You are viewing a plain text version of this content. The canonical link for it is here.
Posted to user@pig.apache.org by Adam Silberstein <ad...@trifacta.com> on 2014/06/19 20:56:43 UTC

order guarantees in bags

Hey All,
I have a question about Pig’s guarantees around the order of tuples in bags.  I am trying to decide how paranoid to be about this.

Documentation says that bags are unordered.  But, in practice, I have never seen Pig re-order the tuples in a default data bag and nothing about the current implementation suggests they can get out of order.

Also, if you look at PigAvroStorage or JsonStorage (at least the elephant-bird version), both read in arrays as bags.  Does that mean they implicitly don’t care about maintaining order in arrays?  Or are they counting on the current implementation to keep them in order.

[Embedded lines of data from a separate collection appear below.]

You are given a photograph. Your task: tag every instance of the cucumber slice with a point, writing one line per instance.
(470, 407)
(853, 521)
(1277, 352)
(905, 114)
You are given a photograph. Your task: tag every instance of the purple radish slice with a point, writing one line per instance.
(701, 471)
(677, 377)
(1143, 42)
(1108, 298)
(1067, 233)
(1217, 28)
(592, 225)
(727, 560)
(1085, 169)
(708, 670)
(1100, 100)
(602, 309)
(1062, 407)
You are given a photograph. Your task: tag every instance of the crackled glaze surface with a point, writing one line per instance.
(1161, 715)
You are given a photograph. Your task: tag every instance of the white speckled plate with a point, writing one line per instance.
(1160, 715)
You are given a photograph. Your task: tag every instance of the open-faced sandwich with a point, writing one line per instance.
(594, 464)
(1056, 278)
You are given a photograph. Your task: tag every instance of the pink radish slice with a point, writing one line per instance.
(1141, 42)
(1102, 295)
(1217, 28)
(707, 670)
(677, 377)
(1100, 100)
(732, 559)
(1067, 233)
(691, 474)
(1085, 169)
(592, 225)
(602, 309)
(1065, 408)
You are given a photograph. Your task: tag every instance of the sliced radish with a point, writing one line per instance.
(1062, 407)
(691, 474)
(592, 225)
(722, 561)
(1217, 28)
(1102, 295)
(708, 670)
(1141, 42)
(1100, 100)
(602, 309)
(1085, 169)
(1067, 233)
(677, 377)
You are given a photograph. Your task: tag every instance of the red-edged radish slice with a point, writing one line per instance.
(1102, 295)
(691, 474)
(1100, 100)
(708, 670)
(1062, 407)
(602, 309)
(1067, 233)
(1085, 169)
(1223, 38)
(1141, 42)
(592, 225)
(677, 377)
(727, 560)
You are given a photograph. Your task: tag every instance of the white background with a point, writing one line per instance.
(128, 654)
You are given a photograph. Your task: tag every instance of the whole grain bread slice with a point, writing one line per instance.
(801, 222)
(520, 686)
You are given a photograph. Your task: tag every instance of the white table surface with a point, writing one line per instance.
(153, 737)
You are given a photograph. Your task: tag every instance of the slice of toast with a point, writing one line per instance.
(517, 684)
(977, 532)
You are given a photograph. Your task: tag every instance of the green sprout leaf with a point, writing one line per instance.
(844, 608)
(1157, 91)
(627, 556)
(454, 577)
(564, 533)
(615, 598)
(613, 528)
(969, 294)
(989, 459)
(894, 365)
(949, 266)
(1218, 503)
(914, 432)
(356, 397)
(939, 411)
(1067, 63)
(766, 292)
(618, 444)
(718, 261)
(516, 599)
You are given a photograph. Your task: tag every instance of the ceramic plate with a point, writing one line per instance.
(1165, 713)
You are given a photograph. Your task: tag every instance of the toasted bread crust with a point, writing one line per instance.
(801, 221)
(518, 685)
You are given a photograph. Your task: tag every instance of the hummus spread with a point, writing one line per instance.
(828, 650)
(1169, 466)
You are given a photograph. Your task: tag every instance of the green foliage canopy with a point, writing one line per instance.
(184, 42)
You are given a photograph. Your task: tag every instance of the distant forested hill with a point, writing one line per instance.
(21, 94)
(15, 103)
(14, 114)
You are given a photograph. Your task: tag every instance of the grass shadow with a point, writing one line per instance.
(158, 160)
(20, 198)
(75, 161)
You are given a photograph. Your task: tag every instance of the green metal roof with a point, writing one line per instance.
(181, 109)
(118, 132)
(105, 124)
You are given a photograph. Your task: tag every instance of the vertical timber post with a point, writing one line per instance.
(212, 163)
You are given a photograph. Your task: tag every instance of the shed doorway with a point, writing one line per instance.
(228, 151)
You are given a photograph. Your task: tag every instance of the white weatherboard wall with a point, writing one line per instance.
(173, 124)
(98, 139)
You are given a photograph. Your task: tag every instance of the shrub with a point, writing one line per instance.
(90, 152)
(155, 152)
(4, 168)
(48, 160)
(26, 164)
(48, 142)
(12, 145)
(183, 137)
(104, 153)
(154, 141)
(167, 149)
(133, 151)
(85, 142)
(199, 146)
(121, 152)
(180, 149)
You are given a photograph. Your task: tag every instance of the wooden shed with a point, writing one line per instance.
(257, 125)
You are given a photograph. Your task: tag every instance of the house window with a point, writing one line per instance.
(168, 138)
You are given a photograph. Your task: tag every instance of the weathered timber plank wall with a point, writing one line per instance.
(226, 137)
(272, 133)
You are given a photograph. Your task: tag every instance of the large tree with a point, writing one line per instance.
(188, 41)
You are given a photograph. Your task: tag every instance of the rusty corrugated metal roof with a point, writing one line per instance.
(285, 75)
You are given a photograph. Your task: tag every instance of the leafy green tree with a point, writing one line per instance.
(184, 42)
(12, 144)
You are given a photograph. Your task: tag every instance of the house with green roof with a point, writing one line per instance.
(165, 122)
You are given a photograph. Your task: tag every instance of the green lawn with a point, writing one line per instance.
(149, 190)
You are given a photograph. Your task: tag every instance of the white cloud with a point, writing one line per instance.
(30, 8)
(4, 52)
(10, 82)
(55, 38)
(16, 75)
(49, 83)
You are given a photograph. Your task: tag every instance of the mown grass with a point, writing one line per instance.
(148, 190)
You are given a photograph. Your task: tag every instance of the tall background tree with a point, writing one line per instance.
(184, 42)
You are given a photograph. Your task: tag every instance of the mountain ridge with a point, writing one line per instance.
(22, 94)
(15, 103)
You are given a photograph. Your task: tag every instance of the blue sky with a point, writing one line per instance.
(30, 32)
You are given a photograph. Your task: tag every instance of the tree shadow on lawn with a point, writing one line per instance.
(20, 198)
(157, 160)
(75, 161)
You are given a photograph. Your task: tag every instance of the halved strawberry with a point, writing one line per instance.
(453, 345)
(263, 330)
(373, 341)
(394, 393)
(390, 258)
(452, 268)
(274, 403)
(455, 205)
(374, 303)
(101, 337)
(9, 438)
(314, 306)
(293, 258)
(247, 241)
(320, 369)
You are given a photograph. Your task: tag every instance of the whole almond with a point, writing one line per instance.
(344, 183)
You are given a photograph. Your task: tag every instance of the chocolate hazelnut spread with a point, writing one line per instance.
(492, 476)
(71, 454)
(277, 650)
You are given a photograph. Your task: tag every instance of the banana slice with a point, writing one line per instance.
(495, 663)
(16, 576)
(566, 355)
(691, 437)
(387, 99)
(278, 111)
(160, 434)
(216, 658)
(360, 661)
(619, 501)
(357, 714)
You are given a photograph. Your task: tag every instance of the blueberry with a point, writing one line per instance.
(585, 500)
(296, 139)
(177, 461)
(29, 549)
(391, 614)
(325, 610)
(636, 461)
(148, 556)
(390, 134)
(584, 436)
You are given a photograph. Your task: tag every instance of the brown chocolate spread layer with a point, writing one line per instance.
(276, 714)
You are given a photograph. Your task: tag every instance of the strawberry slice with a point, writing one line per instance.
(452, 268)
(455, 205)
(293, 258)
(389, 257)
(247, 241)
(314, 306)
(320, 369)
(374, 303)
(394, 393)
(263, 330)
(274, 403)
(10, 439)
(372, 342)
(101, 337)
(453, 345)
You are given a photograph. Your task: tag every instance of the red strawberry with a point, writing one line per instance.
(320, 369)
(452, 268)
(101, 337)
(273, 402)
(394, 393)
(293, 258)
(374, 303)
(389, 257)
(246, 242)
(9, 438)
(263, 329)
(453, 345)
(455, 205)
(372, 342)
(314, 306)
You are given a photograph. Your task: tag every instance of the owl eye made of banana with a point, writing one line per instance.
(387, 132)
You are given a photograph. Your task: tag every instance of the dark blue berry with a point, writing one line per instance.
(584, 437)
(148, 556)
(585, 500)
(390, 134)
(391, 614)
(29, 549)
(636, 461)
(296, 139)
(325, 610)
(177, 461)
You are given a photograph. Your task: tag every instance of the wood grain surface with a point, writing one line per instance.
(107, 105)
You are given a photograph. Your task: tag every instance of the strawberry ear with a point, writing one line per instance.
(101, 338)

Thanks for any insights on this!
Adam



Re: order guarantees in bags

Posted by Cheolsoo Park <pi...@gmail.com>.
Hi Adam,

Pig doesn't reorder arrays when loading them. But when you do group-by, the
order of bags on the reducer side is not deterministic. So for example, if
you do "limit n" in a nested foreach after group-by, you can get different
results every run.

Thanks,
Cheolsoo



On Thu, Jun 19, 2014 at 11:56 AM, Adam Silberstein <ad...@trifacta.com>
wrote:

> Hey All,
> I have a question about Pig’s guarantees around the order of tuples in
> bags.  I am trying to decide how paranoid to be about this.
>
> Documentation says that bags are unordered.  But, in practice, I have
> never seen Pig re-order the tuples in a default data bag and nothing about
> the current implementation suggests they can get out of order.
>
> Also, if you look at PigAvroStorage or JsonStorage (at least the
> elephant-bird version), both read in arrays as bags.  Does that mean they
> implicitly don’t care about maintaining order in arrays?  Or are they
> counting on the current implementation to keep them in order.
>
> Thanks for any insights on this!
> Adam
>
>
>